I am working on a CUDA/MPI application. It uses page-locked host buffers allocated with cudaHostAlloc(...,cudaHostAllocDefault), to which data from the device is copied before calling MPI.
The application, a particle simulation, reproducibly crashed or produced undefined behavior at large particle numbers, and I could not explain why this happened.
After some considerable debugging time (trying two different MPI libraries, MVAPICH2 1.9a and OpenMPI 1.6.1) I discovered openmpi's mpi_leave_pinned parameter.
Setting mpi_leave_pinned to 0 solved my problem, the crash did not occur again! So far, excellent!
I do have a request, however. After looking at the output of
$ ompi_info --param mpi all
MCA mpi: parameter "mpi_leave_pinned" (current value: <-1>, data source: default
Whether to use the "leave pinned" protocol or not. Enabling this
setting can help bandwidth performance when repeatedly sending and
receiving large messages with the same buffers over RDMA-based networks
(0 = do not use "leave pinned" protocol, 1 = use "leave pinned"
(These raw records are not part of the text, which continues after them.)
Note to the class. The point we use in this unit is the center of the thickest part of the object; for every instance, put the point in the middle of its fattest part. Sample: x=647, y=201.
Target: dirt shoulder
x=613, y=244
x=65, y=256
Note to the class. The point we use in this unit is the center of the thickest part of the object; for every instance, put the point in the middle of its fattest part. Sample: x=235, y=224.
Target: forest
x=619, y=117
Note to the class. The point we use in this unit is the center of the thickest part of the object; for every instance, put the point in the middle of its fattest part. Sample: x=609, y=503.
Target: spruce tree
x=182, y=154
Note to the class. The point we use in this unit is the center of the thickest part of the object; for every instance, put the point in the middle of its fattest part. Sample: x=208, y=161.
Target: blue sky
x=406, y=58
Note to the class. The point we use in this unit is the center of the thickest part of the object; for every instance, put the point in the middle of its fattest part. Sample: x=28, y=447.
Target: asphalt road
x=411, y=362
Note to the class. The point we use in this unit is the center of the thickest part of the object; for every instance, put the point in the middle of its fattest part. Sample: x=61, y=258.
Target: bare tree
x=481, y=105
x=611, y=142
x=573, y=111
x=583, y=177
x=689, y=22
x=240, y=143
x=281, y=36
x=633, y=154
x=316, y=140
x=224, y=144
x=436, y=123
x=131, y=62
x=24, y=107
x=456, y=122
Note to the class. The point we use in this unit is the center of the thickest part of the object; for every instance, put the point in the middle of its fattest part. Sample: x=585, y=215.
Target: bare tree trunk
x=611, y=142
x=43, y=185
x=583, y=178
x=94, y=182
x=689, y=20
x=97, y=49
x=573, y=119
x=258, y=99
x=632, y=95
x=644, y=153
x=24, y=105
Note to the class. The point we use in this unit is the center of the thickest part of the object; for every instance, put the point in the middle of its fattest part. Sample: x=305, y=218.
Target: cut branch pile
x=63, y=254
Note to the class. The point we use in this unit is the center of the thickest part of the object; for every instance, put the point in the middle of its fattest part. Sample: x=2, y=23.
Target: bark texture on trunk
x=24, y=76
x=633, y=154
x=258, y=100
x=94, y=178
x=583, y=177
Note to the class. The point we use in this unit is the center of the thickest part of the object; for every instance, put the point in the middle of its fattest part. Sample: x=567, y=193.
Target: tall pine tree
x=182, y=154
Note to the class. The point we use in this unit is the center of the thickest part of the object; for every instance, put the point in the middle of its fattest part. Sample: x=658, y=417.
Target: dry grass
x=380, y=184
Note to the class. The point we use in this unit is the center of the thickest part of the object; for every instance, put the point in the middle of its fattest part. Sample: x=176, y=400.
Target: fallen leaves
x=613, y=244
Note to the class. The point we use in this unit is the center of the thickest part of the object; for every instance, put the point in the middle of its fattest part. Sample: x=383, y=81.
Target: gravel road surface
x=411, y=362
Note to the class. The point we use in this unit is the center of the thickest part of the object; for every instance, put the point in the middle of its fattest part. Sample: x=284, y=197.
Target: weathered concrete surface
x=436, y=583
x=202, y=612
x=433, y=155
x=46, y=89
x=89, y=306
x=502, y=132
protocol, -1 = allow network to choose at runtime).
This seems to indicate that the default is that the network adapter chooses whether to enable or disable MPI. In my case, this default setting turns out to be disastrous.
Also, the FAQ is somewhat ambiguous about this parameter and states that mpi_leave_pinned is off by default in one place, but that it is -1 (as above) at another place.
Can anyone please explain to me the intricacies of this parameter, and what are the ramifications/benefits of having this particular default value?